Before Ernest Hemmingway was the famous author of hie time he was a struggling writer, trying to figure out how to make ends meet, trying to find his voice. In the 1920s he meets Hadley Richardson in Chicago and after a whirlwind, and often long-distance, romance they marry and move to Paris. Paris is the city to be in for the new emerging modernist writers, from Joyce to Stein, anyone who is anyone spends a considerable amount of time in Paris. There, Ernest is convinced, he can find his voice and write. Hadley is content to go wherever Ernest will be happy, she will support and look after him through all his struggles.I don’t think I’ve ever read anything by Ernest Hemmingway, all I know about him before this book was that he was a big-game hunter, into bullfights and drinking. That he was a typical “white macho author”, or a bit of an asshole. Well, this book certainly confirmed that impression. He was utterly unlikeable. I’m not saying that I didn’t feel some sympathy for him, all he went through in the war, and he obviously had some depression issues, but you know what, so what. He was utterly horrible to Hadley, even when he was supposed to be utterly in love with her.
And Hadley herself, good lord she was such a weak character throughout the book. I just couldn’t like her, by the end she had grown a little, but that was almost after the story told in the book. Throughout the novel she was a drip. I didn’t get why Ernest loved her.
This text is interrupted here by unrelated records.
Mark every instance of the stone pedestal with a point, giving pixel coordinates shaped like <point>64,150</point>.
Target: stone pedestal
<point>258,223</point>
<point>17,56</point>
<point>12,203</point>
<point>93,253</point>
And I certainly didn’t understand why she loved him.
The overall opinion I formed about Hemmingway through this book is that he was a weak and insecure individual who made himself feel like a big man by insulting everyone around him and putting them down.
The book did succeed, however, in making more curious about Hemmingway himself, and I could even see myself trying to read one of his books at some point. I do recall picking up The sun also rises at some point1 but I think I was 13 or 14. I didn’t make it past the first chapter.
I’m not sure I would have stuck with this one if it wasn’t a book club read. It redeemed itself a little in the final chapter or so, but not enough for me to say I enjoyed the book at all. I’m sure McLain did plenty of research but I think that comes across more than the story, and for me, when I’m reading a fictional story I want to be able to empathise with at least one of the characters, even if I disagree with them. Here I was just annoyed and frustrated by the pair.